Saying Goodbye to Daddy, by Judith Vigna, and published by Albert Whitman & Co., 1991.    This is a good book to use when there has been a sudden death.  When Clara is picked up early from school by her grandfather, she doesn’t understand that something terrible has happened to her father.  Clara learns about her father’s death and what happens afterwards.  Grief, loneliness, anger and confusion follow.  Her family helps her work through her feelings and fears.  Due to family support, Clara reaches a place of peace by the end of the book.

Rain Came Down,  by David Shannon, and published by Blue Sky Press, 2000.   Many times things unexpected happen that we don’t like, and it can impact everything and everybody.  In the story, one Saturday the rain comes down and it sets off a chain reaction that causes the entire block to honk, yell, bicker, and bark.   This book can help explain how our moods can get messy when something unexpected happens.  Then the rain stops and the sun shines once again.  I like this book because you can use it to ask a grieving child about the unexpected events in their lives that upset them and impact their mood?   What feels messy and out of control in their life?  What would make it better.

About Patricia Tiltonhttps://childrensbooksheal.wordpress.comI want "Children's Books Heal" to be a resource for parents, grandparents, teachers and school counselors. My goal is to share books on a wide range of topics that have a healing impact on children who are facing challenges in their lives.
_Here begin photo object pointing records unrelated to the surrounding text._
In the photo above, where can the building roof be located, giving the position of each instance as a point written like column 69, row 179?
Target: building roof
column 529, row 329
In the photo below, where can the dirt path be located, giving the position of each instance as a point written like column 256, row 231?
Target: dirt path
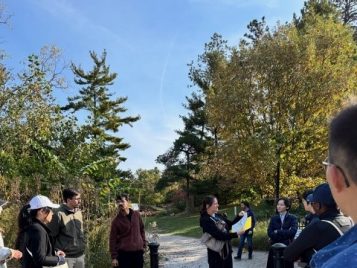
column 185, row 252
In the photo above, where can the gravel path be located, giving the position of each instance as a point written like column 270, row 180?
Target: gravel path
column 185, row 252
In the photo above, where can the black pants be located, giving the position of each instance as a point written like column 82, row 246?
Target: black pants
column 270, row 263
column 216, row 261
column 131, row 259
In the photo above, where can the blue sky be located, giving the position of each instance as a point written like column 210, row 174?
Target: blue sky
column 149, row 44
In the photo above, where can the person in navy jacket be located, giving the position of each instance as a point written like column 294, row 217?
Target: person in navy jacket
column 282, row 229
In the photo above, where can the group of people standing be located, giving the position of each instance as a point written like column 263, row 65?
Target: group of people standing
column 329, row 238
column 52, row 235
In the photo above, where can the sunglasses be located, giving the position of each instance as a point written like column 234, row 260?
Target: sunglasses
column 326, row 163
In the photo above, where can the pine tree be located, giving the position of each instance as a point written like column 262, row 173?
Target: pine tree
column 104, row 114
column 182, row 161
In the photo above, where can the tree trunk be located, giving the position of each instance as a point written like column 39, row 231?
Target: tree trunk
column 277, row 182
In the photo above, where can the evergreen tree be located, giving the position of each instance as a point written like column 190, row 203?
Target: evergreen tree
column 182, row 161
column 104, row 114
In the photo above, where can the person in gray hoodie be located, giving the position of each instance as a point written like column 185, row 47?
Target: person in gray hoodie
column 67, row 228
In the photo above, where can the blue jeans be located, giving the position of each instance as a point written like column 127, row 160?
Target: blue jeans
column 242, row 239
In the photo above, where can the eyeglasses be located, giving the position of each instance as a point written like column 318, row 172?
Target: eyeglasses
column 326, row 163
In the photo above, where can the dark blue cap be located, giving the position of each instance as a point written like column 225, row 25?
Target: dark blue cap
column 322, row 194
column 309, row 198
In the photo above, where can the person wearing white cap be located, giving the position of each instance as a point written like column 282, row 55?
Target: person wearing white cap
column 6, row 253
column 38, row 251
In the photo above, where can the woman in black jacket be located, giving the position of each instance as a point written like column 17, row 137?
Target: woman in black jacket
column 36, row 244
column 211, row 223
column 282, row 229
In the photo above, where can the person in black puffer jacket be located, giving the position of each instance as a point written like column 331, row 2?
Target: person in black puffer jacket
column 332, row 225
column 210, row 222
column 35, row 241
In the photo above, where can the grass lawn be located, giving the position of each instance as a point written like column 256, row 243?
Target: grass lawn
column 188, row 225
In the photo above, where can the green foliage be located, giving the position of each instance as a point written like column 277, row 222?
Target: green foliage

If you are looking for good books on grief, autism, visual and hearing impairments, special needs, diversity, bullying, military families and social justice issues, you've come to the right place. I also share books that encourage art, imagination and creativity. I am always searching for those special gems to share with you. If you have a suggestion, please let me know.
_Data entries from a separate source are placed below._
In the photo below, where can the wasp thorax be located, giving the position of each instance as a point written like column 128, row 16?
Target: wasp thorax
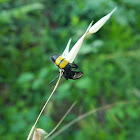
column 54, row 57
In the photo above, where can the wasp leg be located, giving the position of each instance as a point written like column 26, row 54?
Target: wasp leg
column 77, row 75
column 73, row 66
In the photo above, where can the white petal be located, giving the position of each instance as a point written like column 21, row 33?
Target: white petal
column 41, row 131
column 66, row 51
column 75, row 49
column 38, row 133
column 101, row 22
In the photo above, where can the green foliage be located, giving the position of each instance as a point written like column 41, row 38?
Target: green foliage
column 31, row 31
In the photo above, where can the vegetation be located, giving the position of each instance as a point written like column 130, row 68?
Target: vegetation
column 31, row 31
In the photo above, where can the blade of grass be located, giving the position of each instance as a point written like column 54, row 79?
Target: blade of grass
column 61, row 120
column 31, row 131
column 107, row 107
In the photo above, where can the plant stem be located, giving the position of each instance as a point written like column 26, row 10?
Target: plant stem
column 31, row 131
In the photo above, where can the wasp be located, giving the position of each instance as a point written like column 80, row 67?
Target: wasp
column 69, row 69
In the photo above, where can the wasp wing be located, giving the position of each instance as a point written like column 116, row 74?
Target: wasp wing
column 77, row 75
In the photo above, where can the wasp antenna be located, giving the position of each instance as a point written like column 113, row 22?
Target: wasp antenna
column 54, row 79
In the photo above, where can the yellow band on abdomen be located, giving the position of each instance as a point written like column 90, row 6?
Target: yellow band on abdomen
column 61, row 62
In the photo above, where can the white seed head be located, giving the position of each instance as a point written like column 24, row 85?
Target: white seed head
column 66, row 51
column 75, row 49
column 38, row 134
column 101, row 22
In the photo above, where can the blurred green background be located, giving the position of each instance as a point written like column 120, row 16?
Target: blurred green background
column 31, row 31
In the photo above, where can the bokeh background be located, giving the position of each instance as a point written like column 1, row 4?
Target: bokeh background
column 31, row 31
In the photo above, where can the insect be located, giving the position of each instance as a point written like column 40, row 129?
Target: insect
column 68, row 68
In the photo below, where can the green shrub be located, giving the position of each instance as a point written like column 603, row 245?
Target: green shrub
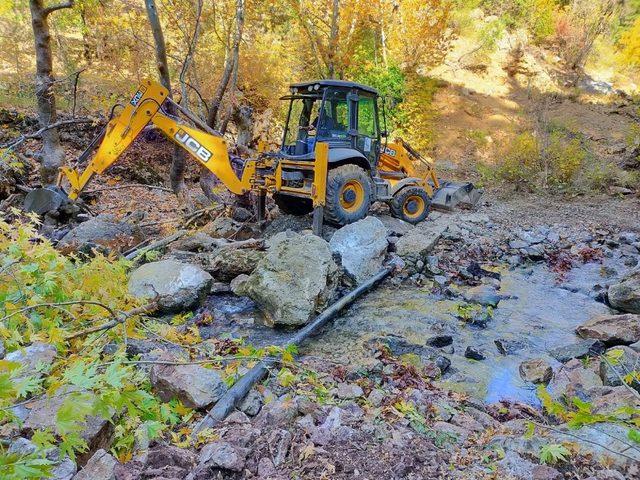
column 565, row 158
column 521, row 161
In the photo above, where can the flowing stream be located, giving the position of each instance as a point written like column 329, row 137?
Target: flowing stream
column 537, row 313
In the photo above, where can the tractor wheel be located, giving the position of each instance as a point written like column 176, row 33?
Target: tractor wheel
column 293, row 205
column 411, row 204
column 348, row 194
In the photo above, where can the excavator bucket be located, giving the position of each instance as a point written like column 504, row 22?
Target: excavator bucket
column 453, row 194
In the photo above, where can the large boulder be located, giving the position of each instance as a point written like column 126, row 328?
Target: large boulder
column 362, row 246
column 612, row 329
column 231, row 262
column 625, row 295
column 294, row 280
column 176, row 286
column 194, row 385
column 618, row 363
column 103, row 230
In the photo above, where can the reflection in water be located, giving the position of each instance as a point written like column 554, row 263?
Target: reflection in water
column 536, row 315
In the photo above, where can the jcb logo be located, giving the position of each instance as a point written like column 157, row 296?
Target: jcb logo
column 136, row 97
column 193, row 145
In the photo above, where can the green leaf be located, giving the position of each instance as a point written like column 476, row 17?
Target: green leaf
column 553, row 453
column 73, row 412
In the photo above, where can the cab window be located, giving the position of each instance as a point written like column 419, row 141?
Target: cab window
column 367, row 117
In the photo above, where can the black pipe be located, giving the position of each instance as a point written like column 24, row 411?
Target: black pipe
column 239, row 390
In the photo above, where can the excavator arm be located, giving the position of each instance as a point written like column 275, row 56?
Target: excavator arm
column 144, row 108
column 400, row 158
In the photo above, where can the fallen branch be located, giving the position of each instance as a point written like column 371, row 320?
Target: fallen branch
column 38, row 133
column 239, row 390
column 121, row 318
column 157, row 244
column 249, row 243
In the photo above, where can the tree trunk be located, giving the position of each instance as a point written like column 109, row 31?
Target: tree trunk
column 52, row 152
column 333, row 39
column 207, row 179
column 176, row 175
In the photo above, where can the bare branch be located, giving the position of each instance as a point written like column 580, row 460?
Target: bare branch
column 38, row 133
column 59, row 6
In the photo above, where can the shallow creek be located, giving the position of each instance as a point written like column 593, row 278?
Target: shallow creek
column 537, row 313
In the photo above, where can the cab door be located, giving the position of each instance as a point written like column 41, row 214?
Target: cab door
column 368, row 135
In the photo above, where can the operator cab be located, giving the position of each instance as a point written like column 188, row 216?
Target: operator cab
column 342, row 114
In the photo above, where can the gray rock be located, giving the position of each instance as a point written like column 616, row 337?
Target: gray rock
column 294, row 280
column 101, row 466
column 516, row 466
column 592, row 440
column 22, row 446
column 474, row 353
column 349, row 391
column 223, row 455
column 362, row 246
column 193, row 385
column 439, row 341
column 581, row 349
column 395, row 226
column 197, row 242
column 612, row 371
column 536, row 370
column 419, row 242
column 104, row 230
column 625, row 295
column 178, row 286
column 252, row 403
column 573, row 379
column 628, row 238
column 32, row 357
column 612, row 329
column 376, row 397
column 486, row 295
column 225, row 227
column 545, row 472
column 231, row 262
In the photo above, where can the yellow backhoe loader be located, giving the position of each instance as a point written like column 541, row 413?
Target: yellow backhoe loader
column 332, row 160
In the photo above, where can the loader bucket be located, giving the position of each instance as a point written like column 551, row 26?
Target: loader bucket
column 44, row 200
column 453, row 194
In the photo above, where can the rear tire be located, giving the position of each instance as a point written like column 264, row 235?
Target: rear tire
column 348, row 194
column 293, row 205
column 411, row 204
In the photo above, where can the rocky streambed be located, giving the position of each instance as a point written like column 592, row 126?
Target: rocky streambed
column 435, row 374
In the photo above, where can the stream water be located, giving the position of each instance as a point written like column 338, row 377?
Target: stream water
column 537, row 313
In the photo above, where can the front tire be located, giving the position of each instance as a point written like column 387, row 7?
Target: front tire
column 411, row 204
column 348, row 194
16 thoughts on “Books to Help Your Child with Grief

  1. Oh these sound like great books Pat. Each with a different view but all have the same message, a very important message for the young and old.
    On a side note… think you will like my PPBF this Friday.

  2. Coping with death is probably the only way any of us truly understand what life is about. Maybe the whole purpose of living is to die because without death, there is no perspective. I like the idea of these books and hope that they are well received.
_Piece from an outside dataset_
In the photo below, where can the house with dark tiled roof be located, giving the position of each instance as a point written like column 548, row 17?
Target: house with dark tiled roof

  3. I have read the second one and really appreciated it. Thank you for recommending the other two, Pat. Will also add Susanna’s recommendation, Scar, to my list.

  4. Oooo, thanks for some new titles! Do you know the book Wishes for One More Day by Melanie Pastor? It’s published by Flashlight Press and about losing a grandfather. The cool thing is that as they talk about all of the stuff they won’t get to do with him anymore, they realize that those wishes are all memories that they can put into a book to remember him by. It’s a treasure that I’ve used in my Good Grief small group counseling classes with great success.

  5. Pat – I have not read any of these books! I am glod you did this post. These books look like a great resource. I have been away from blogging and have missed your posts!

  6. Great collection of books, here, Pat. And as Maeve mentioned, I haven’t heard of them yet, so I really should check these books out. Thanks for bringing this to our attention.